Add comment November 18th, 2018 Headsman

On this date in 1936, the Seven Martyrs of Madrid became martyrs.*

These sisters of Catholicism’s Visitandine or Visitation Order were the last remaining to watch over their convent, which had been mostly evacuated for fear of anti-clerical violence in the unfolding Spanish Civil War.

Indeed, even these seven felt it wiser to stay in a nearby apartment where they secreted the convent’s treasures and kept their holy orders as quiet as possible.

Their precautions were justified — but insufficient. On the night of November 17, weeks after the Spanish capital was besieged by the Francoists an anarchist militia tossed the place, interrogated them, and then returned the next day to have them summarily executed on the outskirts of town.

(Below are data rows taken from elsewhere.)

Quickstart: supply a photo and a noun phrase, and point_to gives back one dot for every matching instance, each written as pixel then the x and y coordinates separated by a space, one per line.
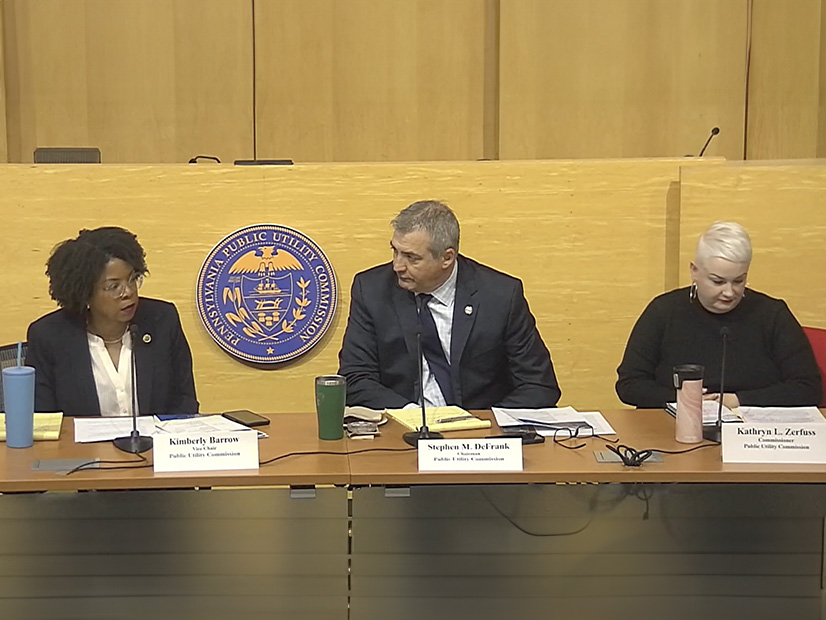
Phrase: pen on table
pixel 453 419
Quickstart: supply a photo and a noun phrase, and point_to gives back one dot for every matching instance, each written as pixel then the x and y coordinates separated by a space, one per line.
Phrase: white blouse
pixel 114 386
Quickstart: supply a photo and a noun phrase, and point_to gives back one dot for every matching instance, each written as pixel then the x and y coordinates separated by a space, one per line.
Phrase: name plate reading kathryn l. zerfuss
pixel 447 455
pixel 774 443
pixel 208 452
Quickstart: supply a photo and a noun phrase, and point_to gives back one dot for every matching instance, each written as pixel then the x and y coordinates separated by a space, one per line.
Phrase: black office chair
pixel 8 358
pixel 67 155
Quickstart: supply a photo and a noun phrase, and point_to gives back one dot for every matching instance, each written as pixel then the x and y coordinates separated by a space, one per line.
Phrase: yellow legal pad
pixel 460 420
pixel 46 426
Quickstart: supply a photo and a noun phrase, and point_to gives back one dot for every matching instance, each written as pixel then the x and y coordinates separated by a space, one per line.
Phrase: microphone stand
pixel 715 433
pixel 412 438
pixel 714 132
pixel 134 443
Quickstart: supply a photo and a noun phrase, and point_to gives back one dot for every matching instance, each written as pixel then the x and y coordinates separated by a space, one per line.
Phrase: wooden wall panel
pixel 628 78
pixel 784 88
pixel 150 81
pixel 3 147
pixel 591 241
pixel 370 81
pixel 821 114
pixel 783 207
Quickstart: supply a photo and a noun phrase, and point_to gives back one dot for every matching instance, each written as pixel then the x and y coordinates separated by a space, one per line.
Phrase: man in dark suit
pixel 480 345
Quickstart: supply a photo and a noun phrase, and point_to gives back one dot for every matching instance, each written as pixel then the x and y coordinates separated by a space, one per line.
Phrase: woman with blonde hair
pixel 769 360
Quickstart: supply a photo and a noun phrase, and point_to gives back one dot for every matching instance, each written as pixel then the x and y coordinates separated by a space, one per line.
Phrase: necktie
pixel 432 349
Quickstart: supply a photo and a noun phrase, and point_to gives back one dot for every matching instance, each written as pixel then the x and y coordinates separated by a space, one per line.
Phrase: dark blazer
pixel 58 350
pixel 497 356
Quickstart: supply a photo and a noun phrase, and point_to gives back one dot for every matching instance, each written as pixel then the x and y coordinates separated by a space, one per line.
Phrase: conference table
pixel 351 529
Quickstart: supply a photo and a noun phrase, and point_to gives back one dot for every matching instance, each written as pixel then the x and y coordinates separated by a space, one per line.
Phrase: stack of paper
pixel 89 430
pixel 439 419
pixel 549 421
pixel 710 412
pixel 46 426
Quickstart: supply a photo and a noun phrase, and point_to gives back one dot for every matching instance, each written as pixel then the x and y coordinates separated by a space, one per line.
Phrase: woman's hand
pixel 729 400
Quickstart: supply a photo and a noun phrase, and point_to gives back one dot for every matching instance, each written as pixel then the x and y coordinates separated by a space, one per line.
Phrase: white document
pixel 88 430
pixel 782 415
pixel 553 419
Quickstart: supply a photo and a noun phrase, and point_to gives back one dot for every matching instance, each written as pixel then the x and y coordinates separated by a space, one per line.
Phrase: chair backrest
pixel 817 337
pixel 67 155
pixel 8 357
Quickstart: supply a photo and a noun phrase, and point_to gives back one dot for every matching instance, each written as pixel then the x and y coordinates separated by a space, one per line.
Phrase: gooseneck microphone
pixel 714 433
pixel 713 133
pixel 134 443
pixel 412 438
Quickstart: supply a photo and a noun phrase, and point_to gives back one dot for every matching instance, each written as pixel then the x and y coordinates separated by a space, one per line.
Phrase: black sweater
pixel 769 361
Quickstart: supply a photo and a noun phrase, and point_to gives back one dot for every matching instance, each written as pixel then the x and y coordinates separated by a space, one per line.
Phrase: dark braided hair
pixel 76 265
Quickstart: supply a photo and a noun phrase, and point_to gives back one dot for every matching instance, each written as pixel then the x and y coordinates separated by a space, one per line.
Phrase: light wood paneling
pixel 821 116
pixel 3 148
pixel 628 78
pixel 590 239
pixel 784 87
pixel 372 81
pixel 149 81
pixel 783 207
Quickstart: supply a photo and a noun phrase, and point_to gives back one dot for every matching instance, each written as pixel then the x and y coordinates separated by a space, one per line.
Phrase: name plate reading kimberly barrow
pixel 231 450
pixel 500 454
pixel 774 443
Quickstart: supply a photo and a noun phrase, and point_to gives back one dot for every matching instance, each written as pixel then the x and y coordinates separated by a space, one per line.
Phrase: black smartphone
pixel 247 418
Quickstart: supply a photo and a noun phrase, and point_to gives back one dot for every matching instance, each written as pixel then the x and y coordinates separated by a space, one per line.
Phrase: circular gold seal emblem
pixel 266 293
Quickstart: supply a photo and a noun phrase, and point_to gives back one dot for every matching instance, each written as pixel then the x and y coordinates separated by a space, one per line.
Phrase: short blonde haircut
pixel 726 240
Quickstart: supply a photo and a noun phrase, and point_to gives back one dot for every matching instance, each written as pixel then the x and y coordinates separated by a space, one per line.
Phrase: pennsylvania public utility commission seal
pixel 266 293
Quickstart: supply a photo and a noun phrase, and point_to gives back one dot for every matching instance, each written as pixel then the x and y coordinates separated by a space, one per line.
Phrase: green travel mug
pixel 330 395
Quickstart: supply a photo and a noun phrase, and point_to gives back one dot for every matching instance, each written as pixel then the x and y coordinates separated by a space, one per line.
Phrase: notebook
pixel 439 419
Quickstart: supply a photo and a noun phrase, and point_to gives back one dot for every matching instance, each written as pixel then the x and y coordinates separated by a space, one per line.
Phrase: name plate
pixel 208 452
pixel 774 443
pixel 446 455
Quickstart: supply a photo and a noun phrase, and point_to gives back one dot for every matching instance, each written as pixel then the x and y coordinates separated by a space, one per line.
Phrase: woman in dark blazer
pixel 83 353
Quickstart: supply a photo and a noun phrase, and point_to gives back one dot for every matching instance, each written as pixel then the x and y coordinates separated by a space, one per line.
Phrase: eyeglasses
pixel 575 431
pixel 118 288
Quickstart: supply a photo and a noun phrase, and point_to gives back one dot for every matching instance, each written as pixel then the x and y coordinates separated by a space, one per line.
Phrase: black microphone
pixel 134 443
pixel 713 133
pixel 714 433
pixel 412 438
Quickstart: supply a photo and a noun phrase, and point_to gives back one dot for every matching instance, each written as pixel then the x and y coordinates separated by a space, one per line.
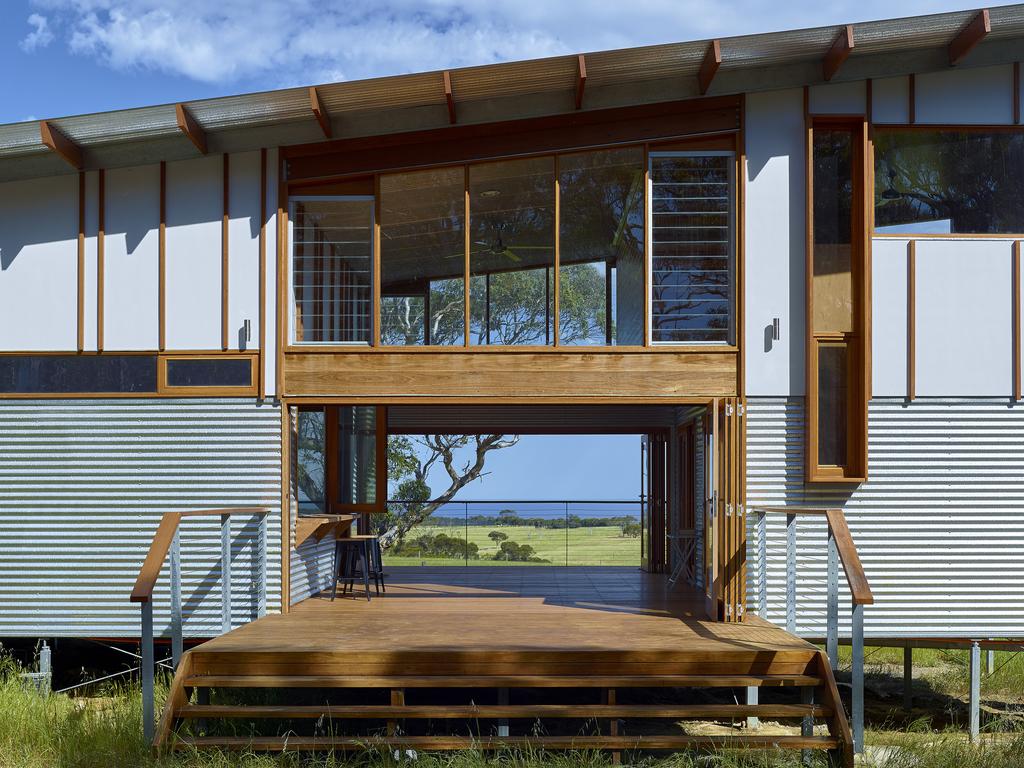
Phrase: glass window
pixel 311 461
pixel 692 247
pixel 210 373
pixel 833 226
pixel 947 182
pixel 833 403
pixel 58 373
pixel 423 249
pixel 357 455
pixel 601 288
pixel 332 269
pixel 512 222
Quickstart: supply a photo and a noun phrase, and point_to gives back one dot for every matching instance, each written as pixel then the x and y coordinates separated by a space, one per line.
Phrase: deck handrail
pixel 167 540
pixel 860 590
pixel 841 549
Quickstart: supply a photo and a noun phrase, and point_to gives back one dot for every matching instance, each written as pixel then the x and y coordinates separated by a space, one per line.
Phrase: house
pixel 808 297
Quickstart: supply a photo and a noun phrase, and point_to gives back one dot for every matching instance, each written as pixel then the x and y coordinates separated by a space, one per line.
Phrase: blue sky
pixel 75 56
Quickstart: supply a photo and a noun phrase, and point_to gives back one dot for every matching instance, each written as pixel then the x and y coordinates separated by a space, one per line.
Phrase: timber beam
pixel 58 142
pixel 969 37
pixel 709 68
pixel 193 130
pixel 840 51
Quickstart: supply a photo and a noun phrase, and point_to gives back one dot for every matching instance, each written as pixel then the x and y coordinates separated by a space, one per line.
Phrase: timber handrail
pixel 169 522
pixel 860 590
pixel 841 549
pixel 167 540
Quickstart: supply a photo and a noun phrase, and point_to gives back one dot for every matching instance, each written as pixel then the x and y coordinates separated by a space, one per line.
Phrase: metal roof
pixel 509 90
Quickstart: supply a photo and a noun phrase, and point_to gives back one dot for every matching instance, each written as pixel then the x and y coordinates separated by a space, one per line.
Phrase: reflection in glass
pixel 512 251
pixel 311 461
pixel 833 403
pixel 601 247
pixel 833 196
pixel 691 241
pixel 942 182
pixel 356 455
pixel 423 257
pixel 332 268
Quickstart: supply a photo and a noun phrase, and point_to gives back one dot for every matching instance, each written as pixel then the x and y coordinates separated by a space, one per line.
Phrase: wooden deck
pixel 501 628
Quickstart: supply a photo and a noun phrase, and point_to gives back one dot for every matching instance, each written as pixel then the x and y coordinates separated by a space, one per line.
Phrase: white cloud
pixel 303 41
pixel 40 36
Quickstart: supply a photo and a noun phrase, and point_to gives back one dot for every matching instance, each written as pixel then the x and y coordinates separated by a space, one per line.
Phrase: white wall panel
pixel 976 95
pixel 964 316
pixel 889 318
pixel 939 524
pixel 838 98
pixel 195 207
pixel 270 306
pixel 890 97
pixel 131 261
pixel 243 292
pixel 774 245
pixel 39 264
pixel 91 264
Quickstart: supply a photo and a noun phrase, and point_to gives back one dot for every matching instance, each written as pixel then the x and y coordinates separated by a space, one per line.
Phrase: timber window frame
pixel 847 399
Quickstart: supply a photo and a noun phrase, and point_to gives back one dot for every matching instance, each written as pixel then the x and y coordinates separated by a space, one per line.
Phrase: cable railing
pixel 841 551
pixel 513 532
pixel 166 541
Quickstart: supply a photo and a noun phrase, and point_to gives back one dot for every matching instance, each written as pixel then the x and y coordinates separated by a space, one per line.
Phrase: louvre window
pixel 691 247
pixel 332 269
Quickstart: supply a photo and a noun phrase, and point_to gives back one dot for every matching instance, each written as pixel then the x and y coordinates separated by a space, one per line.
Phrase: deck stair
pixel 320 701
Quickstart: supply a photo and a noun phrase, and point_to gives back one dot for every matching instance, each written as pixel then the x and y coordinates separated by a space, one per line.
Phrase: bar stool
pixel 351 558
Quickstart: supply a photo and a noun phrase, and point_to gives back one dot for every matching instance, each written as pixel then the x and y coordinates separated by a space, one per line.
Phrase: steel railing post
pixel 225 572
pixel 261 579
pixel 791 572
pixel 147 664
pixel 857 678
pixel 763 563
pixel 177 642
pixel 832 610
pixel 975 704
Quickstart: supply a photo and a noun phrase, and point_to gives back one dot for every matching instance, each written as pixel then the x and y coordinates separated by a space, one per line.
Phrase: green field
pixel 600 545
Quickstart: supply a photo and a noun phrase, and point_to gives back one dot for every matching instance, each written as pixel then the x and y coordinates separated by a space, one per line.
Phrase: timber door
pixel 724 519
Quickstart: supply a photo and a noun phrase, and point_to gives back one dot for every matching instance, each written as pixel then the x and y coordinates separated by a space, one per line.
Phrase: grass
pixel 58 731
pixel 600 545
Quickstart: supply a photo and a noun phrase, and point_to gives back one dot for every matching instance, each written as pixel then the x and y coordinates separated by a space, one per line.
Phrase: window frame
pixel 857 340
pixel 374 259
pixel 733 255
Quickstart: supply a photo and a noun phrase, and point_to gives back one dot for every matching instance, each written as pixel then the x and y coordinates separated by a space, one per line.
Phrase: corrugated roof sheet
pixel 368 107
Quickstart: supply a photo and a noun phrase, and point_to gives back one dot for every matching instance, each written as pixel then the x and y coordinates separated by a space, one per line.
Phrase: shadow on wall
pixel 35 212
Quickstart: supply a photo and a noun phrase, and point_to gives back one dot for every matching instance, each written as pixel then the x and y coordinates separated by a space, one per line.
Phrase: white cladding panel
pixel 890 99
pixel 774 245
pixel 889 318
pixel 964 316
pixel 939 524
pixel 131 260
pixel 838 98
pixel 39 264
pixel 195 207
pixel 269 317
pixel 91 263
pixel 980 95
pixel 101 472
pixel 243 261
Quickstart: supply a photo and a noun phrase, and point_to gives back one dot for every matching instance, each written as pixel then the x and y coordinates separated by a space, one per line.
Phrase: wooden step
pixel 498 681
pixel 511 712
pixel 275 743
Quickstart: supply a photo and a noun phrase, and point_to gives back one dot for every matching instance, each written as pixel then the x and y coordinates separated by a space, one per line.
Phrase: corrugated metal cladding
pixel 939 524
pixel 83 483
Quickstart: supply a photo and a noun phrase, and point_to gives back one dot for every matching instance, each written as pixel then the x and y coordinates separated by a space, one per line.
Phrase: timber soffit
pixel 515 89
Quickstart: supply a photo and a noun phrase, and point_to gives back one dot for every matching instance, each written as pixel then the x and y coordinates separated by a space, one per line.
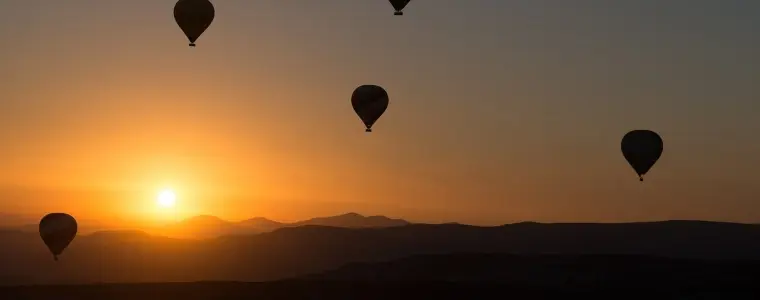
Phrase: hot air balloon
pixel 641 148
pixel 369 102
pixel 57 231
pixel 193 17
pixel 399 5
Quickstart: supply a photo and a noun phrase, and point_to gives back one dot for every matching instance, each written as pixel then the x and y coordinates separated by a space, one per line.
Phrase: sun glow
pixel 166 198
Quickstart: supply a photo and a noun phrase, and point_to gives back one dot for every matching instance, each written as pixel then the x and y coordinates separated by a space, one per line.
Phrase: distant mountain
pixel 262 224
pixel 129 256
pixel 205 226
pixel 353 220
pixel 210 226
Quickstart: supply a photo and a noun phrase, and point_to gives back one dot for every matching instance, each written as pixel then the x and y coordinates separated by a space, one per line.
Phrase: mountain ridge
pixel 291 252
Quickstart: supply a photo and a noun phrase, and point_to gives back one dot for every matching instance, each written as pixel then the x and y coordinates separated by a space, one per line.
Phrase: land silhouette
pixel 338 257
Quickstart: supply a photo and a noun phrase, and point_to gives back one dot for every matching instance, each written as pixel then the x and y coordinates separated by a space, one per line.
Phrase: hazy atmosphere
pixel 500 111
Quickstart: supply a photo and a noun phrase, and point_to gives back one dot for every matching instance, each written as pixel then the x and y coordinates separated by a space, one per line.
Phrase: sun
pixel 166 198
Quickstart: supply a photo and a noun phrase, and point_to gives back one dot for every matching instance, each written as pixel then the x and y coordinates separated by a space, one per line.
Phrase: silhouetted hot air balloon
pixel 193 17
pixel 57 231
pixel 369 102
pixel 641 148
pixel 399 5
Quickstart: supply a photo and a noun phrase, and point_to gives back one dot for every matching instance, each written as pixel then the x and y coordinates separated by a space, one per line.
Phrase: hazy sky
pixel 501 110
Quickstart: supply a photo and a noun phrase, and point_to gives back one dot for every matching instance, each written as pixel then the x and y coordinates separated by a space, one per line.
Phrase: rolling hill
pixel 298 251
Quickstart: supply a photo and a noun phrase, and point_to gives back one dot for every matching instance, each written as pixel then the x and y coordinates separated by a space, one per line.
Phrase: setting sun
pixel 166 198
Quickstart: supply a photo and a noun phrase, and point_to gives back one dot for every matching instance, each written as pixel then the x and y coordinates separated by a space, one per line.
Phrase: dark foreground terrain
pixel 362 290
pixel 460 276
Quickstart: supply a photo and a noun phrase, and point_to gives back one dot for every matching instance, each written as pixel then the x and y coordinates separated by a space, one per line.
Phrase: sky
pixel 500 110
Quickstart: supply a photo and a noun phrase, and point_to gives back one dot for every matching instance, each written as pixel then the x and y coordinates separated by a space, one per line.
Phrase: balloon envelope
pixel 642 149
pixel 399 5
pixel 193 17
pixel 57 231
pixel 369 102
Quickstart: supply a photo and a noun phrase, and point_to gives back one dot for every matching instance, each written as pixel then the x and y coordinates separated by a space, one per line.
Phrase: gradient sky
pixel 501 110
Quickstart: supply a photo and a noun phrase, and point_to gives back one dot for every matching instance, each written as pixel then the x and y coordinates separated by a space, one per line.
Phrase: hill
pixel 553 270
pixel 205 226
pixel 210 226
pixel 299 251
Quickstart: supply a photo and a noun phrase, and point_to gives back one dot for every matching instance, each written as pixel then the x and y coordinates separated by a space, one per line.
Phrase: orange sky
pixel 500 111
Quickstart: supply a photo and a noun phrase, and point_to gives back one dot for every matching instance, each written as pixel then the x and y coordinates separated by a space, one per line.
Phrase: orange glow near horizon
pixel 491 119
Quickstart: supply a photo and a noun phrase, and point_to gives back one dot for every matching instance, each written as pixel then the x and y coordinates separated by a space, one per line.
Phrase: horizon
pixel 500 111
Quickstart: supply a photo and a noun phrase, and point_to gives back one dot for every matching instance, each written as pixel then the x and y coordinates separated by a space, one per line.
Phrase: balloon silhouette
pixel 369 102
pixel 399 5
pixel 193 17
pixel 641 148
pixel 57 231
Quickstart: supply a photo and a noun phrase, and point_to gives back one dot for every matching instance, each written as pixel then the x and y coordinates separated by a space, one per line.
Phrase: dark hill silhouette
pixel 594 271
pixel 262 224
pixel 353 220
pixel 205 226
pixel 298 251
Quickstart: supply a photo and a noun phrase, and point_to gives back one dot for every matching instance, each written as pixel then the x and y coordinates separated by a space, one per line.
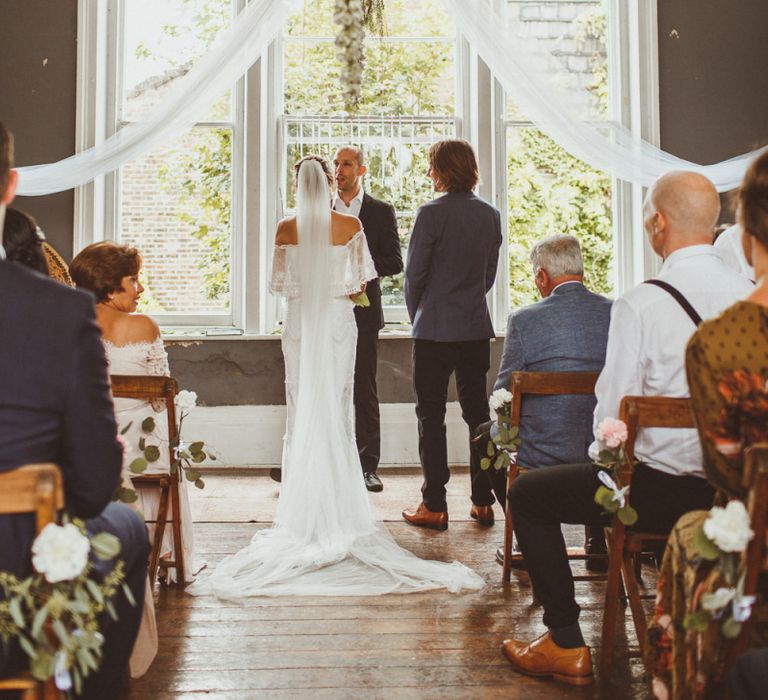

“I beg God that the marvelous example of these women who shed their blood for Christ, pardoning from their hearts their executioners,” Pope John Paul II said when beatifying these sisters in 1998, “may succeed in softening the hearts of those who today use terror and violence to impose their will upon others.”

* Technically, only Sisters Gabriela de Hinojosa, Teresa Cavestany, Josefa Barrera, Ines Zudaire, Engracia Lecuona, and Angela Olaizola were shot on the 18th. Sister Cecilia Cendoya escaped her captors but later turned herself in and obtained the crown of martyrdom a few days afterwards.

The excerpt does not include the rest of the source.